Godiva Tiramisu

This recipe for Tiramisu requires 3 different methods for the ingredients, but you will end up with the lightest Tiramisu ever! - and the Godiva Liqueur doesn't hurt either.

Photo by Patricia S.

PREP TIME

--

minutes

TOTAL TIME

--

minutes

SERVINGS

6

servings

PREP TIME

--

minutes

TOTAL TIME

--

minutes

SERVINGS

6

servings

Ingredients

  • 3

    egg yolks

  • 1/2

    cup sugar

  • 1/2

    pound Mascarpone cheese, softened

  • 1

    cup heavy cream

  • 1

    Tbsp. Rum

  • 1/2

    tsp. vanilla extract

  • 2

    Tbsp. plus 1-1/2 cups brewed Espresso

  • 3

    Tbsp. Godiva Liqueur

  • 3

    egg whites

  • 20 to 25

    Lady Finger Cookies

  • Cocoa Powder or shaved Godiva Chocolate

Directions

Preparation: In a mixing bowl set over a pan of simmering water, beat the egg yolks and sugar until the mixture is pale yellow and thick ribbons foll from the whisk (4 to 5 minutes). Add the mascarpone cheese and beat until smooth and creamy. In a chilled large mixing bowl, beat the cream to stiff peaks. Add the rum, vanilla and 2 Tbsp. of espresso and beat until smooth. In a clean mixing bowl, beat the egg whites to stiff peaks. With a spatula, gently fold the mascarpone mixture into the cream until blended and smooth. Add about 1 cup of the beaten egg whites and gold gently until blended.

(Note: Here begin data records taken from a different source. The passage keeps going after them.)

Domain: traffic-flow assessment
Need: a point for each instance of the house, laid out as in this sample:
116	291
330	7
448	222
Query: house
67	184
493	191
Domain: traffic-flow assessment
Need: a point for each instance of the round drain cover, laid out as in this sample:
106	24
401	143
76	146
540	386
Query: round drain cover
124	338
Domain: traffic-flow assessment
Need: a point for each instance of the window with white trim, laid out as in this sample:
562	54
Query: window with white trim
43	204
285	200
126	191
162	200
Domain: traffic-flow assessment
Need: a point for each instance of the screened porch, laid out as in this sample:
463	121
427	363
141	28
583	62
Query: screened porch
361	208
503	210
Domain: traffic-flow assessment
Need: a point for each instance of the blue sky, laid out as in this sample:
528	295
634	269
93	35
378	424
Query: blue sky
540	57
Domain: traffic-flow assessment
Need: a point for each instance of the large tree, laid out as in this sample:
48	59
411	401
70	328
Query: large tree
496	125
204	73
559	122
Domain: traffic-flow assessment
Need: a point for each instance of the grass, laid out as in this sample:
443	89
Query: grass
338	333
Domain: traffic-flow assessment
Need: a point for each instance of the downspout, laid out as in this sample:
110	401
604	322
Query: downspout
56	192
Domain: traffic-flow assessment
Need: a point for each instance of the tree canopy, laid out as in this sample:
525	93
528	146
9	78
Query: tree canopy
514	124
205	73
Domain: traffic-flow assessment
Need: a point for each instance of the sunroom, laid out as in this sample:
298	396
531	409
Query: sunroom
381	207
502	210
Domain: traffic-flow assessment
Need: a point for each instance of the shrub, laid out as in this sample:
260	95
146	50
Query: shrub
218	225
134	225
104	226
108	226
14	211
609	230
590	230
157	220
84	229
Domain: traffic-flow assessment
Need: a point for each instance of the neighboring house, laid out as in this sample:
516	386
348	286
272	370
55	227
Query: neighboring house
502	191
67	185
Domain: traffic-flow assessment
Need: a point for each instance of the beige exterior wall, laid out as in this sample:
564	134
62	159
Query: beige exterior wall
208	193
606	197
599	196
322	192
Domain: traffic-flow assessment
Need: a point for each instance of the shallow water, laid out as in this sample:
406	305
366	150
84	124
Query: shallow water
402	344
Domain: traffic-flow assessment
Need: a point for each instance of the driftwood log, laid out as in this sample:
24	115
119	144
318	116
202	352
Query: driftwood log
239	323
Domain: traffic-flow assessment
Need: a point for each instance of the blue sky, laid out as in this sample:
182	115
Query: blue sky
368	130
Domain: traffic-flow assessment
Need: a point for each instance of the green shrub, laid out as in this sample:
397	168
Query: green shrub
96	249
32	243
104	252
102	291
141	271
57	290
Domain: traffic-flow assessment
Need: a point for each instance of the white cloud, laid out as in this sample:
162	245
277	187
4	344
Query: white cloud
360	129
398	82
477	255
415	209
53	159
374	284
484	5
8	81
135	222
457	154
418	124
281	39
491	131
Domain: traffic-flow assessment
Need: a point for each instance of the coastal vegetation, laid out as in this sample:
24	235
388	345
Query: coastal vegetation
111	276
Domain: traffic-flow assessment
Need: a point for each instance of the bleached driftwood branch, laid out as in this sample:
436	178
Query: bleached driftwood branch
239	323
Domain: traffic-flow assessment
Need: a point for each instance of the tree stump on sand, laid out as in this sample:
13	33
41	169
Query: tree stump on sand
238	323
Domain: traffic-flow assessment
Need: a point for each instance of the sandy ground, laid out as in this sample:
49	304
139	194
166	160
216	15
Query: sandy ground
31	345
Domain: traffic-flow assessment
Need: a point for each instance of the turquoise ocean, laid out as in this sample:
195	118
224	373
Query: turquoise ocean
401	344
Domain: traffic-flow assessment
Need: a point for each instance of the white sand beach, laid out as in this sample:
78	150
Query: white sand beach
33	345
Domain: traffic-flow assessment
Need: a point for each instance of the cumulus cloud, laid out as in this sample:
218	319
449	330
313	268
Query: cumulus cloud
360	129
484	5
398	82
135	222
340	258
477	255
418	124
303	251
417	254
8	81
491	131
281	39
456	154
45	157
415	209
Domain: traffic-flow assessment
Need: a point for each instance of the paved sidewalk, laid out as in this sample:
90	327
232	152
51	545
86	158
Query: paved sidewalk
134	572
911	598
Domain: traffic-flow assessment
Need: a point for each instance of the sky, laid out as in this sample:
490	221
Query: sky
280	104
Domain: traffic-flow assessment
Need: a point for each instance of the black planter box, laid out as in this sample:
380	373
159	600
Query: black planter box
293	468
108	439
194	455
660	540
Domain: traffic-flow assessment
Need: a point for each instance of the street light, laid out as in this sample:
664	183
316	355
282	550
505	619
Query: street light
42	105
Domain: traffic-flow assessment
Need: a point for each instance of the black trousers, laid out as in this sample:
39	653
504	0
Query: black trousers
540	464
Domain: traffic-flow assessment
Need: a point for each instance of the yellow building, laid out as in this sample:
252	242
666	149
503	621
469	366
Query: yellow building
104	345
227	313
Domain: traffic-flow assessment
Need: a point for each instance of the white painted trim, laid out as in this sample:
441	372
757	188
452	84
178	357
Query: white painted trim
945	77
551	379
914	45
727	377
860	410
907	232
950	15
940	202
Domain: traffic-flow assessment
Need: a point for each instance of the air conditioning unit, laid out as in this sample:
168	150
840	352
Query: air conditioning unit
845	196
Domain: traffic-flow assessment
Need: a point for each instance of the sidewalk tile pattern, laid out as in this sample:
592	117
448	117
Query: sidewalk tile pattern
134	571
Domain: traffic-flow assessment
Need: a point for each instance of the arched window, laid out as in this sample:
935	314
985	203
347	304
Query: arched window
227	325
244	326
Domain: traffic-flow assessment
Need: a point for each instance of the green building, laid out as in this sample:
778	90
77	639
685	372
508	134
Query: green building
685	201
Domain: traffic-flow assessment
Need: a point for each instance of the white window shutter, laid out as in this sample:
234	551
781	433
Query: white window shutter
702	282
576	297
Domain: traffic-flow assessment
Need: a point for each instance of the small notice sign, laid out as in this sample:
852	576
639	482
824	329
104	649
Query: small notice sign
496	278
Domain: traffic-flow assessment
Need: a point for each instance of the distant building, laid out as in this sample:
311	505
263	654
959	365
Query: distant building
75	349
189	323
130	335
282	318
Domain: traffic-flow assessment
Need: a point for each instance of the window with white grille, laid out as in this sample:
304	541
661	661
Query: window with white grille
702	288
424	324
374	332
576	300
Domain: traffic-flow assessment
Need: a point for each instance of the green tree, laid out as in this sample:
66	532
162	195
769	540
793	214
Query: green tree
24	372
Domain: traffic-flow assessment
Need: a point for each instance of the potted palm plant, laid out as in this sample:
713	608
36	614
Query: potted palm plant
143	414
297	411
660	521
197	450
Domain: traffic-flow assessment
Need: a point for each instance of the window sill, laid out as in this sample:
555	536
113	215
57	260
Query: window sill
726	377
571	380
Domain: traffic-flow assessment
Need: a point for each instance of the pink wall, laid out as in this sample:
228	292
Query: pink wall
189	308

Add the remaining egg whites and fold gently until the mixture is smooth and blended. Combine 1-1/2 cups espresso with 3 Tbsp. Godiva Liqueur. One at a time, submerge each lady finger into the mixture and lay it on the bottom of a 3-quart glass or ceramic baking dish (about 2 inches deep). Continue to form a complete layer. Spread half of the mascarpone mixture over the soaked ladyfingers until evenly covered. Arrange another layer of soaked layfingers over the cream. Spread the remaining cream evenly over the top. Dust the Tiramisu with cocoa or shaved Godiva Chocolate. Refigerate at least 4 hours or up to 1 day before serving.